Stand by for Hutch’s predictions for all the International matches this weekend, and see whether he agrees with Jacob.

13 thoughts on “South Africa v England 2018: 1st Test Preview & Prediction

  1. “I support both sides I will be a happy man whatever the result” Ha some commitment right there ?. I dont believe South Africa’s returning players will click straight away, as we are told all the time international rugby is completely different. Combined with England playing together recently in the 6 nations, I expect them to edge this one. Just. England by 4. Second test will give us a clearer picture of the South Africa side

    1. I don’t think it’s a lack of commitment, it doesn’t say that he is going to cheer whatever side is winning, it just says he supports both sides so it won’t matter which side wins

      1. Ahhh come on. Its South Africa vs England. No such thing as neutrals. Thats like saying I dont mind who wins in a final cos I support them both. Commit to one.

  2. Which dressing room is going to want it more?Boks are at home very partisan crowd players wanting to impress new coach.End of season for our players are they prepared deep down to give it everything?Have me doubts so odds are on a Bok win but as I am often wrong England may give me a nice surprise

  3. I think the sway will just go with South Africa but I am expecting a much changed England for the second test.

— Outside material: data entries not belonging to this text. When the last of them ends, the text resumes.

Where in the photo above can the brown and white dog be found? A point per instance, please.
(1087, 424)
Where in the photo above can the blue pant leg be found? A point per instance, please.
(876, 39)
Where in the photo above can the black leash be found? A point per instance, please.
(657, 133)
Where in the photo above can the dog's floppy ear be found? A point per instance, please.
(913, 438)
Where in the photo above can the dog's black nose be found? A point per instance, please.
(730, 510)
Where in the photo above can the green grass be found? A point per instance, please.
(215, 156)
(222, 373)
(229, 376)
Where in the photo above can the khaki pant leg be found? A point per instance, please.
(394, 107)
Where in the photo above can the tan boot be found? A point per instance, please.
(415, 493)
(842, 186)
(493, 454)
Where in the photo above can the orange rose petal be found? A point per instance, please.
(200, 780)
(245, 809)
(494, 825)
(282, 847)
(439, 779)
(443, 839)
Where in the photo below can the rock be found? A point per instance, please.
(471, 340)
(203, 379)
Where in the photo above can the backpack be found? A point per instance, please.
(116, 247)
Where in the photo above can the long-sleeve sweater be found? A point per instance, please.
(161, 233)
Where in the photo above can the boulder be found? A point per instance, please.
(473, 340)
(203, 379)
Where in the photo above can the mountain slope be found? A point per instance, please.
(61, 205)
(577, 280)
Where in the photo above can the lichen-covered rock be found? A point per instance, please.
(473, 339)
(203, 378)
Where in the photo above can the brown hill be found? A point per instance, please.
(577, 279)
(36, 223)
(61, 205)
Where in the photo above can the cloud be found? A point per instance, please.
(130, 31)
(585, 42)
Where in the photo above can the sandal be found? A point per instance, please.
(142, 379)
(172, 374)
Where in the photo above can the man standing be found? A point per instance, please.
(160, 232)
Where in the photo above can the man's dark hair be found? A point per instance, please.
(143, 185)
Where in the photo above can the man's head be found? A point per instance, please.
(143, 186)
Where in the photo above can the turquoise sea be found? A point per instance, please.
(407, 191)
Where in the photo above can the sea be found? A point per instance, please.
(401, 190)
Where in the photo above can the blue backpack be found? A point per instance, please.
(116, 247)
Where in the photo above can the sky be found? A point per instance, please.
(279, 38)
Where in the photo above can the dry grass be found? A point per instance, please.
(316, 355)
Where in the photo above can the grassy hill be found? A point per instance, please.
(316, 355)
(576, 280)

  4. I think England will win due to being more cohesive and with a little more attacking flair. That said, I think they (We) are on a hiding to nothing, Win and it is against a underperforming team, Lose against the aforementioned team and things look decidedly worse! Nothing but a clean sweep will mean any improvement in fortune

      1. Ha, absolutely I did which is why the engagement of an attack coach will elevate the standard, I do mean more attacking flair than the 6N, not necessarily more than SA. All this to say England should improve from where they were, I don’t know why SA would have improved since their poor run of form so, on balance, England should have improved enough to beat SA but again, is that improvement enough to warrant a return to an unbeaten run?